Escuché varios cantos cuyo lejano origen había que rastraerlo en la cultura de La Dacia. Uno de ellos lo susurraba un viejo. No logro recordar si la voz de ese viejo llegaba acompañada por algún instrumento de música. Nisiquiera recuerdo la línea melódica, ni el lento ritmo en que habitaba; sólo recuerdo que era un lento rítmo. También recuerdo un grito. Un grito ajado y melancólico, trabajado por una voz muy castigada por los años; muy convalidada también. Le pedí al profesor que me pasara varias veces aquella cinta. Era un canto -me dijo- mortuorio. Venía del nordeste rumano, de una zona que tiene frontera con Rusia y con Hungría. Era, sin duda, un canto primitivo. Rescatado del olvido. Arrebatado a la memoria adormecida que dejan el futuro las castas acabadas. Varias veces escuché aquel grito melancólico y casi silencioso. Si no tuviese hambre de precisión podría decir que era un lamento. Pero no era un lamento. Puesto que estaba dentro de un canto mortuorio, sin duda formaba parte de un lamento. Pero el instante de esa melancolía súbita y vasta ya no era solamente el instante de la lamentación. Era también una pregunta. Una pregunta en forma de rozadura gutural. El canto, entero, lamentaba a la muerte.

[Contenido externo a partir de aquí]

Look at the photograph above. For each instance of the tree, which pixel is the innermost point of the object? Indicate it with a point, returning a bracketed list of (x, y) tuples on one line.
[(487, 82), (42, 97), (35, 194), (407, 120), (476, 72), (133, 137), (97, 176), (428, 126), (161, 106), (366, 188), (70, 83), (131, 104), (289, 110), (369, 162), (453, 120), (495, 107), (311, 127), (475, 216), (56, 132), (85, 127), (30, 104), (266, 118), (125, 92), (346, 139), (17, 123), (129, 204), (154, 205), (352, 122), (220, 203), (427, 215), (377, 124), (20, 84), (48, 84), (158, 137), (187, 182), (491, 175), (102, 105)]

El lento, digno, humilde grito (el lento y digno ayeo) parecía lamentarse por un muerto: ¿por el primer muerto de la creación? Supe enseguida que en la voz del anciano campesino rumano que había sabido rescatar unas modulaciones procedentes de una cultura centroeuropea y extinta, yo estaba oyendo simultáneamente un alarido misterioso de la raza tolteca. Al origen de ambas canciones lo separaban unos cuantos siglos, muchos países, un dilatado océano. Le dije al profesor: Ese grito -tal vez otro, pero ese grito- yo lo he escuchado ya. En la ciudad de México: venía de la época prehispánica. Le dije al profesor: Quizá musicalmente ambos gritos no se parecen en nada, pero en mi corazón, o mejor, en el subsuelo de mi ser, dicen la misma cosa. ¿Qué le dicen? -me preguntó-. No lo sé, probablemente quieren decirlo todo. (…) No me responda, en el fondo, la respuesta ya la sabemos todos. El pánico y el júbilo no han cambiado desde el origen de la especie humana. Y por eso el lenguaje está siempre naciendo. Y por eso también, el tiempo, que nos condena a muerte, a la vez nos rescata del olvido.

-Félix Grande, Memoria del flamenco.